Parshas Netzavim: The times, they are remarkable

This article was printed in the Cleveland Jewish News.

We live in unbelievable times. As the world is moving so fast around us, it is hard to take the time to slow down and appreciate it.

We are the first generation in nearly 2,500 years since the destruction of the First Temple, that can witness the majority of the world’s Jewish population living in the land of Israel. Remarkable.

What is even more remarkable is when we consider that 2,500-year lapse and what we endured. The persecution of the Babalonians and Persians. The call to build the Second Temple and the Second Commonwealth, which was ignored by the majority. Indeed, the majority of the Jewish population during the Second Temple time period remains in Babylon.

The Roman persecution, wars and destruction. Millions of Jews being slaughtered and enslaved. The onslaught of Christianity. The rise of Islam. The Crusades. Spanish Inquisition and Expulsion The Chmelnytzki Massacres. Shabtai Tzvi. The Haskala. World War I. The Bolshevik Revolution. World War II. The Holocaust. And after all that, we are not only still here, few in number, dispersed all over the world, observing the same Torah, but we make our way home and flourish. This alone is a fairytale.

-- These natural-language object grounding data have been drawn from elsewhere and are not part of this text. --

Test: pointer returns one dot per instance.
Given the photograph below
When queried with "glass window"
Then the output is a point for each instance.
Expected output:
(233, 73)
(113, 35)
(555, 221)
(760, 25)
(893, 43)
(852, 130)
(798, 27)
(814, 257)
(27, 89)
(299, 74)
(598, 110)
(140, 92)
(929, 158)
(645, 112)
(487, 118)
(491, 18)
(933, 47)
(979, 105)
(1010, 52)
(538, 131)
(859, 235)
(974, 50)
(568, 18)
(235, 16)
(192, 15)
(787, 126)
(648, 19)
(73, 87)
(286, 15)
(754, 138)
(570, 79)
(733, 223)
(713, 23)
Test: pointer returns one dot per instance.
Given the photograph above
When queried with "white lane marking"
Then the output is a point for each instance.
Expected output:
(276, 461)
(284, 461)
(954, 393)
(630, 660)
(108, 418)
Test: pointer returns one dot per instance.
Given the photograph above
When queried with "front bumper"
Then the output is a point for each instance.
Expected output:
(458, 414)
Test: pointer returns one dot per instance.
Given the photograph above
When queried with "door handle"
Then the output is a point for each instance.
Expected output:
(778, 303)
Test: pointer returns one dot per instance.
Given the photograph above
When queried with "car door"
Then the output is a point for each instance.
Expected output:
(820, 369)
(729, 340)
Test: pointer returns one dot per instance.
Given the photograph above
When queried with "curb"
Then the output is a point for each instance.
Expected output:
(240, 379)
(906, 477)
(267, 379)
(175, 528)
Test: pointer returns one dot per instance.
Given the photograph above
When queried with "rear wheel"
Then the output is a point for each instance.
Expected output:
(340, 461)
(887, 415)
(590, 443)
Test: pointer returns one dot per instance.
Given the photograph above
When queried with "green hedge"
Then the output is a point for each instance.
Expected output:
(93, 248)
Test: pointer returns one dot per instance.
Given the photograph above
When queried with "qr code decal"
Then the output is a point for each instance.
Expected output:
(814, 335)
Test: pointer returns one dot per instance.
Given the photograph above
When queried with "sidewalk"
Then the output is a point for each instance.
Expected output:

If we had told our ancestors at any point in the aforementioned narrative, ‘Don’t worry, one day we will return to Israel,” while they were yearning for it, the reality was so far from them. Yet, here we are. And if this miraculous picture is not enough, top it off by the fact that it was all prophesied by Moshe. He tells the people, don’t get too comfortable in the land because you won’t be there long. You will be conquered. Dispersed. Persecuted. Oppressed.

But don’t worry, because in the end you will return to the land promised to Avraham, Yitzchok and Yaakov. The land of Israel. We live in the generation that has been privileged to see every step of this prophecy come true.